Ferdinand Piëch führte Bugatti zurück an die Spitze des Automobilbaus
Sein Ansatz: Bugatti zurück an jene Stelle zu führen, wo sie zu ihrer Hochblüte in den Zwanziger- und Dreißigerjahren war – an die automobile Weltspitze. Die bekannten historischen Werte - Design, Kreativität, Elite-Bewusstsein - wollte Ferdinand Piëch weiter anheben. Dazu gehörten auch Leistung und Leistungsgewicht. Mit der vierten Designstudie waren Piëch und Bugatti ungefähr dort, wo sie hinwollten: Die klassische Eleganz eines Atalante in die Moderne zu transportieren und das Modell technisch optimal auszustatten. Für ihn hieß das: Mindestens 1.000 PS, mindestens 400 km/h Höchstgeschwindigkeit und die Möglichkeit, von der Rennstrecke direkt zur Oper zu fahren, ohne sich schämen zu müssen.

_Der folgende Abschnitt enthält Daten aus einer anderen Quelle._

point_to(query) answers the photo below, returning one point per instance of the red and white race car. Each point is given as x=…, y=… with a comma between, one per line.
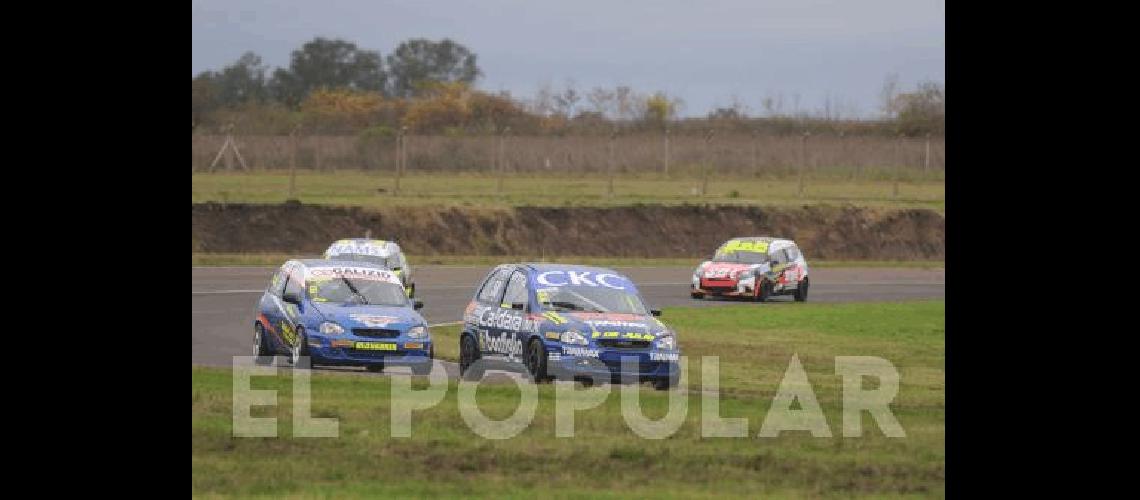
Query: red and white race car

Das erste serienfertige Modell, das den außergewöhnlichen Anforderungen entsprechen sollte, benötigte ein paar Jahre Vorlauf. Bugatti begab sich auf technisches Neuland. Den ersten Prototyp des neuen Hypersportwagens zeigte Bugatti im Herbst 1998 auf dem Pariser Autosalon, ein Jahr später folgt auf der IAA in Frankfurt ein Mittelmotor-Coupé. Nur ein halbes Jahr später präsentierte die französische Luxusmarke die Studie 18/4 Veyron, benannt nach dem Rennfahrer Pierre Veyron, der 1939 auf einem Bugatti in Le Mans gewonnen hat. „Ich habe noch nie ein Auto gesehen, das zugleich so aufregend sinnlich und so kompromisslos sportlich ist und daher ideal zur Renaissance von Bugatti passt“, schreibt er in seiner Biografie. Er hatte wie so oft recht. Mit dem ersten Chiron 16/4 kratzt Bugatti an der Grenze der Physik, setzt die Anforderungen Piëchs perfekt um.
„Ferdinand Piëch ist unmittelbar mit dem Erfolg von Bugatti verknüpft. Unsere modernen Hypersportwagen stehen nicht nur in der langen Tradition Ettore Bugattis, sondern sind auch ein Vermächtnis Piëchs herausragende Leistung. Wir verbeugen uns vor seiner Kreativität und Genialität. Unser Mitgefühl gilt seiner Familie“, sagt Stephan Winkelmann.
In stiller Trauer
Die Mitarbeiter der Bugatti Automobile S.A.S.